But such disappointment may have originated from an incorrect assessment of the exact coordinates of his passage through Havana, the uncharted context in which his visit occurs: it happens that the country visited today by the Argentine Pope is not the same one visited by Wojtyla in 1998; nor even the same one visited by Ratzinger in 2012.

Just because the dictatorship is exactly the same doesn’t mean that Cuba is. The political audacity of Obama in diametrically reversing a policy perpetuated by his nine predecessors in the White House is not the focus of this discussion, but the consequences of this shift are undoubtedly far-reaching.

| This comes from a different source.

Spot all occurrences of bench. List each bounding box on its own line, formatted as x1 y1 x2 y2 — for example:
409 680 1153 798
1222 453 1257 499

This has obviously affected the political scene inside and outside of Cuba because in the short term it has conditioned a different attitude toward the island and has raised more expectations in the entrepreneurial sector of the informal Cuban economy.

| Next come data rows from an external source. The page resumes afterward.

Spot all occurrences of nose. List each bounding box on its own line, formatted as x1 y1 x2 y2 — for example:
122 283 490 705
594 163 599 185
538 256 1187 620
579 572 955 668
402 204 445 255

Because a country is the sum of the needs and aspirations of the people who inhabit it, something well-known to Bergoglio, an expert on human nature, he must have opted for prudence out of the conviction that it was the appropriate thing right now.

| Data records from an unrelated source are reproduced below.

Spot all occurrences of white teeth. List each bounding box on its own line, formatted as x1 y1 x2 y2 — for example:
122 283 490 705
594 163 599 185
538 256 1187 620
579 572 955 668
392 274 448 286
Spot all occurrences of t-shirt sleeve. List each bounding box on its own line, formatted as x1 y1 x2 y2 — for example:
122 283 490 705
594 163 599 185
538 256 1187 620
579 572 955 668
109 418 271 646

Let’s put everything in context. Bergoglio is a Pope who has publicly agreed to mediate one of the longest and most bitter conflicts in modern history, and therefore follows the golden rule of all mediators: do not embarrass any party taking a neutral position. He knows that the world is watching his every gesture.

He also knows the penchant of the Cuban side to concoct absurd pretexts, and he knows that any confrontational statement could cool the climate of the current negotiations. At this time the pope is a political actor and conducts himself as such.

In Cuba we saw a Bergoglio focused on his purpose of bringing the two parties closer to try to resolve a longtime dispute. We are in the presence a man in the prime of his personal maturity and at the summit of his life’s work, conscientiously serving in a delicate negotiation.

Like any good politician, who never sacrifices the final objective for intermediate skirmishes, he simply puts his mission ahead of any personal opinion he may have on the matter and keeps his attention fixed on achieving the goal.

Nevertheless, his personal visit to Fidel Castro was disconcerting—he was not required by protocol to visit someone who at this point does not occupy any official positions. If instead he had not visited Fidel’s home, he would have sent a clear political message about his desire to break with a past that Cuba urgently needs to leave behind. But for either practical or purely personal reasons he chose to give a media selfie to the dictatorship.

Seeing him with the man who has most damaged the Cuban nation has been deeply disturbing, but time will unveil the true intention of his encounter and only then will we know how ethically justified his decision was.

Controversies have also arisen about his later statements denying knowledge of the arrests of hundreds of Cuban dissidents during his stay on the island. But not meeting with any dissidents fit pragmatically with his objective when seen from the viewpoint of a mediator: this would have unduly strained the climate of the visit, in the view of the Cuban government—and is something, by the way, that was not required given the essentially pastoral character of his tour. Viewing everything in this light, it was simply a diplomatic matter of refraining from making inflammatory statements.

But all this made more evident still the dilemma of the Cuban Catholic Church; caught between the brittle pride of a suspicious dictatorship and hurting those who are supposed to be its people has presented a profound ethical dilemma.

We are facing a new scenario in which age-old questions are repeated: what is the role of the Catholic Church, located between a suffering people and the despotism of their oppressors? Where is her exact place in this puzzle of contradictions? To what extent should the successor of Peter be politically involved? Or maybe the question is much simpler still—Which side would Jesus be on at this crossroads of our history?

At this time Francis, who delivered a speech to the UN General Assembly in keeping with his style, has opted not to take a risk regarding Cuba, has decided to dance to the rhythm of his own tango, and from the stairway seemed to sing “goodbye children!” as one who knows all the answers beforehand.